But these events could inspire OPEC to retaliate, says analyst: File Image/Pixabay
The analytical question of whether or not global crude inventories are healthy if not over saturated was once again answered decisively by traders on Thursday, who took stock of news about U.S. sanctions on Iran being far less severe impact than initially feared and caused U.S. oil prices to drop almost 3 percent.
Heading for its biggest weekly fall since February, West Texas Intermediate plummeted $1.79, or 2.8 percent, to $61.81 per barrel, and Brent fared not much better: it dropped $1.43 per barrel, or 2 percent, to $70.75.
As U.S. president Donald Trump intensified his initiatives against Iran this week by halting waivers allowing eight countries including China and Turkey to do business with the Islamic republic, analysts noted that the roll-back of the waivers did not immediately lead to supply shortages - hardly a revelation in retrospect, but enough to motivate traders.
Mohammad Barkindo, secretary-general, OPEC
There is no need to repeat it: it is impossible to eliminate Iranian oil from the market
Indeed, Mohammad Barkindo, secretary general for the Organization of the Petroleum Exporting Countries (OPEC), told media on Thursday that "There is no need to repeat it: it is impossible to eliminate Iranian oil from the market."

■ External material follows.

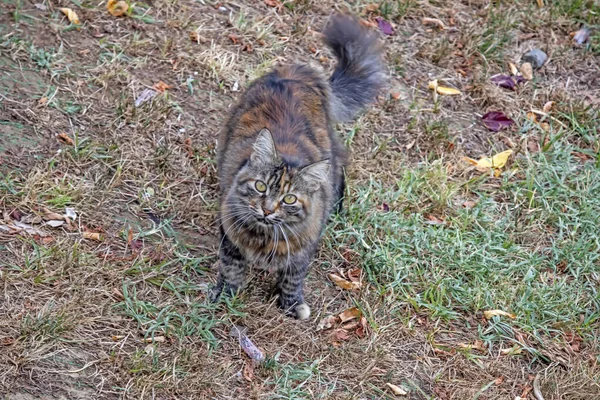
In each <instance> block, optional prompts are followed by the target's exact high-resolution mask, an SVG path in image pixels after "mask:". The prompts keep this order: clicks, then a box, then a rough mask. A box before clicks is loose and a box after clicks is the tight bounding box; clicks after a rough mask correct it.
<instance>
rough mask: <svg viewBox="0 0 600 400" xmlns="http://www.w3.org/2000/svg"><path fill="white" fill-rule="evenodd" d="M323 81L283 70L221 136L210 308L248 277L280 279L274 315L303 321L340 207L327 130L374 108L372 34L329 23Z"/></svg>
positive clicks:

Plus, as if to underscore the reluctance exhibited by major oil producing countries to curb their own production capabilities, Russia's output reportedly fell to 11.23 million barrels per day (bpd) in April from 11.3 million bpd in March - but remained above levels targeted in OPEC's cutback agreement.
It's worth noting that Russian officials such as Kirill Dmitriev, head of RDIF, have signaled that the former Soviet Union wants to raise its output due to improving market conditions.
Trump himself is eager to see more oil on the market in order to reduce prices, and on Thursday it was disclosed that he has, via the rewriting of 2016 provisions, given offshore producers more flexibility by easing Obama-era spill mandates imposed in response to the 2010 Deepwater Horizon disaster.
The market on Thursday was also influenced towards the bearish side by Genscape forecasting that storage at the Cushing, Oklahoma hub had increased 1.95 million barrels between April 26 and 30, which comes on the heels of earlier news that U.S. stockpiles last week rose by 9.9 million barrels to 470.6 million barrels, as production hit a record high of 12.3 million bpd.
With the spring refinery maintenance season approaching, worries could intensify over rising supply and softening demand.
However, Tamas Varga, analyst at PVM Oil Associates, pointed out that the seemingly unstoppable rise of American producers could coax OPEC into action: "OPEC is like a tea bag; it works best in hot water...the U.S. oil market might just be providing the producer group with the perfect excuse to extend the production agreement for at least another six months."